High above the clouds, I can see far into the distance. The blue sky above me seems limitless. This is how the retreat ends for me.
At times, the weather was different, and I found myself fogged out, in the clouds with no perspective at all. At other times, the wind howled and it felt unsafe to even go out. Then it rained or hailed. One day, all was covered under a blanket of blending white snow. On another day, I saw a rainbow, which evoked a sense of awe.
Like the weather, my experience of the Qigong retreat was varied and multi-faceted. I went through a range of experiences that provided a deep ground for personal growth. The fact that we did not talk helped my introspection and self-reflection. A vast array of different emotions were evoked, and I could witness how my thinking influenced them.
I was reminded of a life-changing experience that I had in my twenties, when I spent some time in a Buddhist monastery in Sri Lanka. It was the time that I was most confronted with myself, a great opportunity for increased awareness of my own internal processes, where I could not run away from myself, where I stayed in silence.
Yuan Tze kindly created a qi-field that would soften any qi-reactions. It worked and, as far as I know, no one got really sick. However, I welcomed my qi-reactions in a similar way as I welcomed my pain, which, as I learned, only indicated blocked energy. I stayed with it, relaxed into it, until it disappeared. “Everything is very good”, the motto of the retreat provided the ground for an overall growthful experience. “Good and bad are relative.” In choosing to focus on good, the experience can only be positive.
Maybe reality is what it is.
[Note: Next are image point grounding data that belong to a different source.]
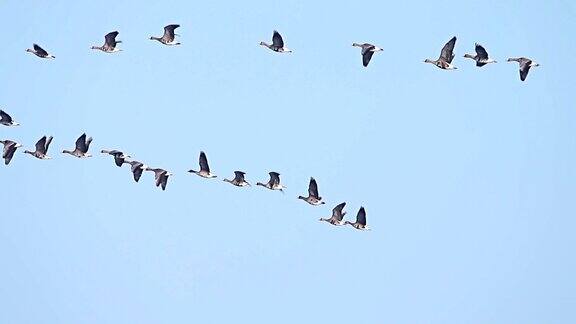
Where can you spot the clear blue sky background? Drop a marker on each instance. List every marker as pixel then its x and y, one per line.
pixel 467 176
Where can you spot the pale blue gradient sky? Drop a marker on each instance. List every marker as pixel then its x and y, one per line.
pixel 467 176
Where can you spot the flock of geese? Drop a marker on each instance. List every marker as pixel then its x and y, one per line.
pixel 161 176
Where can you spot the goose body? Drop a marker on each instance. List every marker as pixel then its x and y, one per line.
pixel 82 146
pixel 524 65
pixel 6 120
pixel 137 168
pixel 10 148
pixel 161 177
pixel 313 197
pixel 169 37
pixel 40 52
pixel 204 168
pixel 110 43
pixel 119 157
pixel 277 44
pixel 481 56
pixel 238 180
pixel 360 223
pixel 41 148
pixel 337 215
pixel 367 51
pixel 444 62
pixel 273 183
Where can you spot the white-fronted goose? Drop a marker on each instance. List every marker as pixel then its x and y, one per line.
pixel 41 148
pixel 367 51
pixel 39 51
pixel 82 146
pixel 6 120
pixel 161 177
pixel 110 43
pixel 238 180
pixel 273 183
pixel 136 168
pixel 360 223
pixel 446 56
pixel 337 215
pixel 119 157
pixel 9 149
pixel 169 37
pixel 277 44
pixel 313 197
pixel 204 168
pixel 481 56
pixel 525 65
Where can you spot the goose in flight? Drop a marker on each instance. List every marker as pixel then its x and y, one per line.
pixel 137 168
pixel 6 120
pixel 82 146
pixel 9 149
pixel 110 43
pixel 39 51
pixel 273 183
pixel 313 197
pixel 481 56
pixel 238 180
pixel 446 56
pixel 337 215
pixel 360 223
pixel 525 65
pixel 161 177
pixel 204 168
pixel 41 148
pixel 119 157
pixel 169 37
pixel 277 44
pixel 367 51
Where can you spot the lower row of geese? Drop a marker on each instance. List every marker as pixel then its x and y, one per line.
pixel 444 61
pixel 161 176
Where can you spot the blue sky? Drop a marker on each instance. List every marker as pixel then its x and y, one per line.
pixel 467 176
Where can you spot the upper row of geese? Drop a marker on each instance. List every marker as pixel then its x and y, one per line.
pixel 82 147
pixel 444 61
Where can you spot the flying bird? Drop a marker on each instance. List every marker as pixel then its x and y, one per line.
pixel 277 44
pixel 169 37
pixel 41 148
pixel 337 215
pixel 40 52
pixel 367 51
pixel 82 146
pixel 525 64
pixel 313 197
pixel 110 43
pixel 446 56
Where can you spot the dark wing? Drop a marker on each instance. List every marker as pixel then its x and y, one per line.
pixel 48 141
pixel 447 51
pixel 81 143
pixel 40 50
pixel 110 39
pixel 5 117
pixel 274 177
pixel 239 176
pixel 277 39
pixel 524 68
pixel 337 211
pixel 313 188
pixel 203 162
pixel 366 57
pixel 169 32
pixel 361 216
pixel 481 52
pixel 41 144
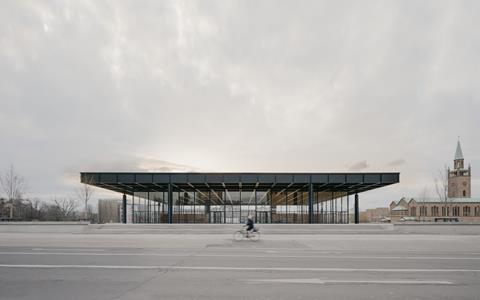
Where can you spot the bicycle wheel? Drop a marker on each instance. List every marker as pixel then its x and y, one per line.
pixel 255 236
pixel 237 236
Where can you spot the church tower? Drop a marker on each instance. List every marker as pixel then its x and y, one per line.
pixel 459 179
The only thing we can influence is our perception of reality, the way we see the world. In the end, it is our perception that influences our experience, that impacts on our reality.
It seems that overall, I grew in health not only on a physical level, but also emotionally and mentally. Especially the third method, which was new to me, had a major impact. It brought up all sort of feelings on a subtle level, like fear, sadness, irritation, doubt. They were not very strong, just mildly surfacing from the background of my unconsciousness.
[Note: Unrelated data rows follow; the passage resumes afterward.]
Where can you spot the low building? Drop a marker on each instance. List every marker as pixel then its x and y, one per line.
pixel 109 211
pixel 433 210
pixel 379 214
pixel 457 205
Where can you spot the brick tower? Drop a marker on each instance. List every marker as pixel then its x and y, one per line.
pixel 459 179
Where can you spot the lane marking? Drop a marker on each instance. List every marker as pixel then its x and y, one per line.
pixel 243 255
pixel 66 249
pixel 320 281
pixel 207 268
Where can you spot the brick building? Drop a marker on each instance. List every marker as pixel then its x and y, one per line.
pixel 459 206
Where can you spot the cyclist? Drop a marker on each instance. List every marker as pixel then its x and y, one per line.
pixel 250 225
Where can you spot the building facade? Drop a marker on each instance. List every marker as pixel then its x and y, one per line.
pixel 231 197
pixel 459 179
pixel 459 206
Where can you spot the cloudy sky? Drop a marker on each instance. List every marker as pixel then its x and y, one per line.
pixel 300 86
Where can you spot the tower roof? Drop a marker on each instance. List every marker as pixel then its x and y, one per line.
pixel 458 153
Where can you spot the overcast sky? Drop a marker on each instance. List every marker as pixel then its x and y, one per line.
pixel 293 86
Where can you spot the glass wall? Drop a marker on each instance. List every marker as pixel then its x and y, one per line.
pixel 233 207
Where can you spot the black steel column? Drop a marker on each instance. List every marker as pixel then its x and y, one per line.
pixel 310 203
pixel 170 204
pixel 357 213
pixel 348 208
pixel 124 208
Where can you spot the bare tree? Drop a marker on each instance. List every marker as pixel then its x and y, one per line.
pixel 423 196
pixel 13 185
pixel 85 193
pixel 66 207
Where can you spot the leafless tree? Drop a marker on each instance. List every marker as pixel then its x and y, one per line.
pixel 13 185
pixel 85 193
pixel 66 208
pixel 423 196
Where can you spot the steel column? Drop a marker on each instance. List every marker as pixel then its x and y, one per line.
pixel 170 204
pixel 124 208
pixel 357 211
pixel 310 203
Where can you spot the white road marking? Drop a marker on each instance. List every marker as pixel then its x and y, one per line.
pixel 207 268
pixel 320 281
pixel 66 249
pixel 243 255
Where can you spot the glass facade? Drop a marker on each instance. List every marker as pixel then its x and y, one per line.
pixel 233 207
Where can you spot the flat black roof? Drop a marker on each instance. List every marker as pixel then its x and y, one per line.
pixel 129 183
Consciousness is a big word in Qigong. With our consciousness, we can move energy, qi, which then in turn impacts on our physical body.
It is important to learn to manage our feelings rather than express them vehemently. This is quite different to my previous training in Gestalt therapy. Back then, it was encouraged to express feelings freely, as a proof of one’s liberation.
Overall, at this retreat, I felt like I was engaging in a process of personal therapy in a different form.
The extensive Qigong practice also provided ample opportunities to increase my mind power. The two weeks in the mountains was a pro-active health activity on all levels.